L’altipiano in cui è situato il ghiaccio dell’Adamello si trova al di sotto delle condizioni di equilibrio in cui si trovano abitualmente i ghiacciai delle Alpi lombarde (3400 m di quota contro i 3000 m dell’Adamello), da ciò derivano le condizioni di particolare fragilità del ghiacciaio come testimoniato dai rilevamenti dei tecnici Amerigo Lendvai del Servizio Glaciologico Lombardo, Christian Casarotto del Muse – Museo delle Scienze di Trento e Gianluca Tognoni di Meteotrentino.

Dall’osservazione svolta in questa tappa della Carovana di Legambiente si registrano nell’area del ghiacciaio affioramenti di isole rocciose che trasmettendo più calore enfatizzano così il processo di fusione glaciale.

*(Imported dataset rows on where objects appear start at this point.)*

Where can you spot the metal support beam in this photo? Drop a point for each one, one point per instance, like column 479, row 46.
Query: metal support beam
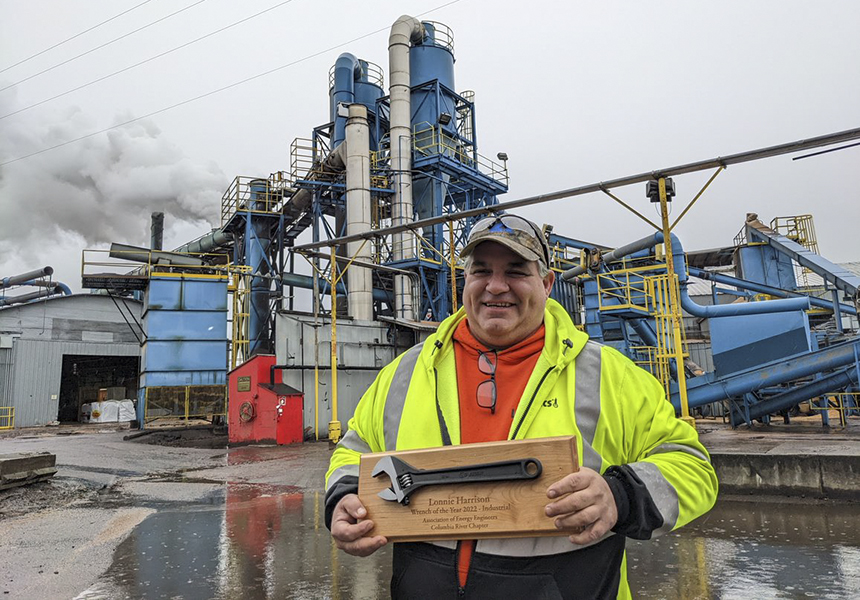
column 712, row 163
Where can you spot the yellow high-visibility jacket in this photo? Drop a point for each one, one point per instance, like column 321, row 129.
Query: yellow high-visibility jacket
column 617, row 411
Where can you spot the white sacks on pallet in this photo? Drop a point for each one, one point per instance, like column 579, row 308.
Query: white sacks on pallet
column 109, row 411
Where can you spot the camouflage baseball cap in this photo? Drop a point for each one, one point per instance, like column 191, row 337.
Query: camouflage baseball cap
column 519, row 234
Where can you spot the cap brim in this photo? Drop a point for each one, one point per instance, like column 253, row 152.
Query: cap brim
column 518, row 248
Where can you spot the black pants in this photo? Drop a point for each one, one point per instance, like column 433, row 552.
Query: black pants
column 426, row 571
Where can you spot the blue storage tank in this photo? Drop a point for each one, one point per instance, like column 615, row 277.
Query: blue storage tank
column 185, row 344
column 433, row 59
column 354, row 80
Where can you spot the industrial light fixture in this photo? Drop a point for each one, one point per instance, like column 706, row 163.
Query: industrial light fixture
column 652, row 190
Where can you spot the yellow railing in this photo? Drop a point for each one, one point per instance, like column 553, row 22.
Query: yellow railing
column 838, row 403
column 255, row 194
column 185, row 402
column 151, row 262
column 801, row 229
column 7, row 417
column 660, row 295
column 563, row 258
column 372, row 72
column 428, row 140
column 626, row 287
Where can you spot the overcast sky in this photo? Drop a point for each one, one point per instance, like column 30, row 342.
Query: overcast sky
column 574, row 92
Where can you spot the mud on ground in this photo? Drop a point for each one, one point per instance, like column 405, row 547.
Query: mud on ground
column 198, row 437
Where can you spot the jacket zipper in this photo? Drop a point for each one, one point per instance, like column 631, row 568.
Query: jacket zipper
column 529, row 405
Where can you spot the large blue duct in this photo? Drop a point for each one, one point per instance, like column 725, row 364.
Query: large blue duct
column 706, row 389
column 352, row 81
column 257, row 242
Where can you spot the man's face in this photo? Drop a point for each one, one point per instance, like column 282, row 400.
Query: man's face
column 504, row 295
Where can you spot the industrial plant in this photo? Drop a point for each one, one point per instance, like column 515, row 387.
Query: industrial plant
column 274, row 323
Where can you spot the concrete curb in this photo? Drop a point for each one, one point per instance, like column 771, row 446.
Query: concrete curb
column 789, row 475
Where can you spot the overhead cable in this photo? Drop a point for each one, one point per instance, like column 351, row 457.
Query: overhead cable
column 103, row 45
column 150, row 59
column 210, row 93
column 58, row 44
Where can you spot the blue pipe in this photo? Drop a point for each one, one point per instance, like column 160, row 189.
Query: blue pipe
column 765, row 289
column 345, row 69
column 784, row 371
column 835, row 381
column 257, row 242
column 725, row 310
column 57, row 284
column 306, row 282
column 687, row 303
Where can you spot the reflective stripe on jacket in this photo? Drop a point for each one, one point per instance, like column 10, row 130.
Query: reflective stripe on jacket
column 617, row 411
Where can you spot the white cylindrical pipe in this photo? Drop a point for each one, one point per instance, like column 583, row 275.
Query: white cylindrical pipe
column 404, row 32
column 359, row 280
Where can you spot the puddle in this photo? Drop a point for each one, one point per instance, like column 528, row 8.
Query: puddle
column 265, row 541
column 753, row 550
column 270, row 541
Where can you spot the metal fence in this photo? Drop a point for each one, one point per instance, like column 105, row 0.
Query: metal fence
column 185, row 402
column 7, row 417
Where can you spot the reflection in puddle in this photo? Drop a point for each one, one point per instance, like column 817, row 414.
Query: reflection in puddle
column 271, row 542
column 754, row 550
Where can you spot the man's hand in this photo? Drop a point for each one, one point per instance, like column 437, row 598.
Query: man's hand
column 348, row 533
column 589, row 508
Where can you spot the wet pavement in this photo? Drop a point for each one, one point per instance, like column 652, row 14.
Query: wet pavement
column 189, row 524
column 269, row 542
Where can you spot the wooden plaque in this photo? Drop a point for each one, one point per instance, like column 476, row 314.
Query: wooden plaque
column 469, row 510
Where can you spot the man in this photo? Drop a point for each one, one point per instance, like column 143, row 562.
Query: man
column 511, row 365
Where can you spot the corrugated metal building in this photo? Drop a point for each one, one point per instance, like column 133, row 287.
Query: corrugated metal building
column 56, row 354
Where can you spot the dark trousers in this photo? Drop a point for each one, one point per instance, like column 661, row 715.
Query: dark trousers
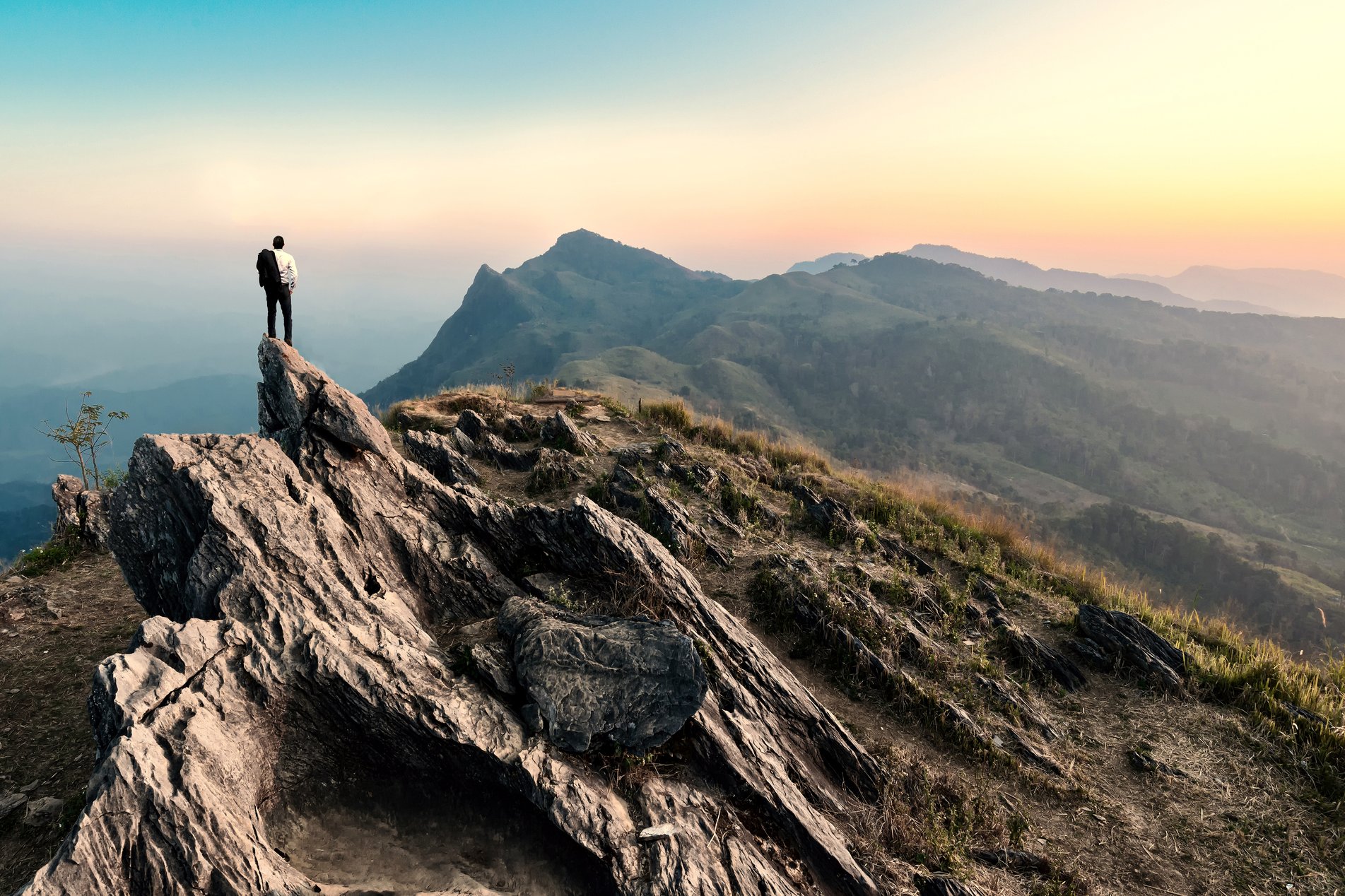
column 281, row 295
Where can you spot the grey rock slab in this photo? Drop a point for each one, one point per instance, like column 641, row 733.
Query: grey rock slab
column 43, row 812
column 1136, row 646
column 631, row 681
column 10, row 805
column 560, row 432
column 440, row 456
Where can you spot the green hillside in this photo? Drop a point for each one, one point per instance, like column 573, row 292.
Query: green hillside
column 1052, row 403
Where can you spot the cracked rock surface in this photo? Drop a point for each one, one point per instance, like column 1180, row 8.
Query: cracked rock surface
column 286, row 711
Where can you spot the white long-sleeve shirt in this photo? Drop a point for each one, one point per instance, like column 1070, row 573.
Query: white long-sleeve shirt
column 288, row 269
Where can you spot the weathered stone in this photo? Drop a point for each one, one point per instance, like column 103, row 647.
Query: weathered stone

Nello stesso tempo il ghiacciaio si frammenta come è accaduto di recente al settore di ghiacciaio accanto al rifugio Caduti dell’Adamello, il quale fino a dieci anni fa era in contatto con la massa glaciale principale e ora è staccato. Altri circhi glaciali si stanno staccando dalla massa glaciale.

Con le misure tramite paline ablatometriche (aste graduate inserite nella massa glaciale attraverso perforazioni) si osservano ovunque dati negativi che vanno da meno 0.7 metri all’anno del Pian di Neve ai meno 2,9 metri all’anno nella lingua effluente del Mandrone, a meno 4,5 metri all’anno nella parte inferiore della stessa.

Anche nel 2019 nonostante l’innevamento di inizio estate sia stato abbondante la fine della stagione si è chiusa con un’ingente fusione di ghiaccio. Le osservazioni del 2021 mettono in luce che la neve residua è già quasi esaurita nel mese di agosto nella stazione di misura nei pressi del passo Veneracolo (3100 metri s.l.m.).

Altre osservazioni della superficie del ghiacciaio permettono di individuare le aree più sofferenti: una serie di crepacciature con andamento semicircolare definiscono dei calderoni, ovvero delle depressioni in cui la superficie del ghiacciaio collassa in corrispondenza di cavità endoglaciali, che si vanno allargando progressivamente. Le dimensioni di una di queste depressioni misurate dal Sgl alcuni anni fa erano pari a 90 metri di larghezza e 15 di profondità.